CONTENT

Destacados

HIVACAT

Host Cellullar and Genetic Immunity

Host Cellullar and Genetic Immunity

Presentation

The focus of our group is to investigate host immunity to viral infections in the immune compromised host. This includes individuals with HIV infection as well as subjects undergoing solid organ transplantation, with or without concurrent HIV infection. In these immunological settings, the control over HIV as well as other viral co-pathogens can be lost and may lead to AIDS-related illnesses and death. In the setting of solid-organ transplantation in the HIV-infected host, the additional immune suppressive treatments may further accelerate a profound immune deficiency leading to life threatening reactivation of infections such as CMV and EBV. We aim at a better understanding of the casual relationship between CD4 T cell activity, anti-viral CTL responses and host genetics to provide guidance for therapeutic and, in the case of HIV infection, also prophylactic immune interventions.

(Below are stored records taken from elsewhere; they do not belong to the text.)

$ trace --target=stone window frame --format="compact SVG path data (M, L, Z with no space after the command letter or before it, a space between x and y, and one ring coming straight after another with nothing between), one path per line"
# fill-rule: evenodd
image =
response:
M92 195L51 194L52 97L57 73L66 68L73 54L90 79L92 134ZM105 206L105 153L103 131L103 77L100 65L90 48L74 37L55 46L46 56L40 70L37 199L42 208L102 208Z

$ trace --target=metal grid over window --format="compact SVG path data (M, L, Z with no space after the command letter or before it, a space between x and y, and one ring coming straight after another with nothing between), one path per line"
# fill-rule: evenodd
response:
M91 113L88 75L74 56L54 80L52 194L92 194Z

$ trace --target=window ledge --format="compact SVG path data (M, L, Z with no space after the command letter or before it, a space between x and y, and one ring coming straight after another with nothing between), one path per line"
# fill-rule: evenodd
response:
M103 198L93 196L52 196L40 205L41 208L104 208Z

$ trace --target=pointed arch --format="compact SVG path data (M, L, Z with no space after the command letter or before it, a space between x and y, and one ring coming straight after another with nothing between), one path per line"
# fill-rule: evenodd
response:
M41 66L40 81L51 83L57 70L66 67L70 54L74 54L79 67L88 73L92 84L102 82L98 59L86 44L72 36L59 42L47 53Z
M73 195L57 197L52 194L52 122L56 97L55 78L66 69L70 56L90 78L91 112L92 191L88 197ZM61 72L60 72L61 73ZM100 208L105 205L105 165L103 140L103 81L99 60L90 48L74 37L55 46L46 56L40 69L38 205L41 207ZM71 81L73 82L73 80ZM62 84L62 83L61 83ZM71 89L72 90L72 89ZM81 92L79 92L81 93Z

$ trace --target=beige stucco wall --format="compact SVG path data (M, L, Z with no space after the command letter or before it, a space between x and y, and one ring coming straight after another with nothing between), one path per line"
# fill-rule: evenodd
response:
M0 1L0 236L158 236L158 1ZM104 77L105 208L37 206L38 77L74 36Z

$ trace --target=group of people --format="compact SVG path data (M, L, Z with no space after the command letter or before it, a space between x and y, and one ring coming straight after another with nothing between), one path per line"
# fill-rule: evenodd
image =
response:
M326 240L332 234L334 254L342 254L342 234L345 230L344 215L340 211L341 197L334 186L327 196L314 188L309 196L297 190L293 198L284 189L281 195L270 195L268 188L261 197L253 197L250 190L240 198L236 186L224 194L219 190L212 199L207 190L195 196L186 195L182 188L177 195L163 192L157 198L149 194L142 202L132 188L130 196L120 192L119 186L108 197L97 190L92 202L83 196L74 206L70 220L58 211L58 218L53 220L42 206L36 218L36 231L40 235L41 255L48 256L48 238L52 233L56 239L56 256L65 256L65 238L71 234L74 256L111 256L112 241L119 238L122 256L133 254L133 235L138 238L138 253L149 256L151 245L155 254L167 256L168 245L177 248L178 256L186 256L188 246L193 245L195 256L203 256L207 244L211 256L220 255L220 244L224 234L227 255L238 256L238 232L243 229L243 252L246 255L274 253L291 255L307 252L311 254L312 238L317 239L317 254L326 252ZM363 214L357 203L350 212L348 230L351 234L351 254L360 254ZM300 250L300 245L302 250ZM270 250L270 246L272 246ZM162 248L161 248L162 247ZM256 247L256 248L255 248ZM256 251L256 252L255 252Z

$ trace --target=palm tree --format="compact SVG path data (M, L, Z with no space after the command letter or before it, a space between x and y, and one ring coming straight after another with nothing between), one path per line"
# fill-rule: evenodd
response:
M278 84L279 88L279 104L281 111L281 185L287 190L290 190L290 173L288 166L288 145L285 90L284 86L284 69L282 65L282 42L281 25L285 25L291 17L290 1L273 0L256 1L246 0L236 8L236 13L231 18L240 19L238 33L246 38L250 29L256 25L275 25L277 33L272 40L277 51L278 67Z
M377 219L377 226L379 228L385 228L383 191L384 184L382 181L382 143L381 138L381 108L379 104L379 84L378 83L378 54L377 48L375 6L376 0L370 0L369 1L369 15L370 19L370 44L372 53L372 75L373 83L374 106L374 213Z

The characterization of HIV-specific T cell immunity and the design of HIV vaccine immunogen sequences are based on a combination of in vitro test systems and ex-vivo immune analyses in samples from HIV infected individuals. These analyses employ specific peptide sets that represent the circulating viral diversity (“Toggle” peptides) as well as sensitive read-out systems that can assess the frequency, avidity and functionality of T cells reacting specifically with HIV antigens. The emerging data highlight the importance of T cell specificity and functional avidity in viral control.  They also indicate that viral evolution is driven to a substantial portion by immune selection pressure, indirectly suggesting that functionally effective T cell responses can exert some level of viral control.

 

Using samples from extensive cohorts of HIV-infected individuals in Peru and Barcelona, T cells targeting specific regions of the viral proteome are being associated with superior ability to exert such viral control in vitro as well as in vivo. Some of these responses are now tested for their ability to inhibit in vitro HIV replication and are being contrasted to responses that targeted generally more variably regions of HIV.  Putting these observed responses in the context of host genetics, especially HLA class I polymorphisms, will allow to assess whether focused immunogen selection is feasible while still covering the broad HLA diversity in the tested populations. As such, the studies will have considerable implications for HIV vaccine immunogen design and will further support the activities in the recently established HIVACAT program. Within this program, the group is working intensively on HIV immunogen design and the development of different immunogen delivery systems that could be moved into pre-clinical trials.

The analysis of immune reactivity to viral co-infections, particularly HCV, EBV and CMV, in HIV-infected solid organ transplant recipients suggest that HIV-infected transplant recipients may possess a surprising ability to replenish their diminished anti-viral T cell pool, particularly after T-cell depleting regimes pre-transplantation.  However, the regenerated immune cells appear often functionally impaired and seem especially deficient in individuals who show herpesviral reactivation post-transplantation.  These data suggest that a fine balance between immune-suppressive treatment, anti-viral reactivation and continued control of HIV replication needs to be established in order not to jeopardize the outcome of solid organ transplantation in this patient population. Ongoing work in this aspect is focusing on HCV specific immunity in the liver transplantation setting, where re-infection of the implanted liver is universal and which can considerable hamper outcome of liver transplantation.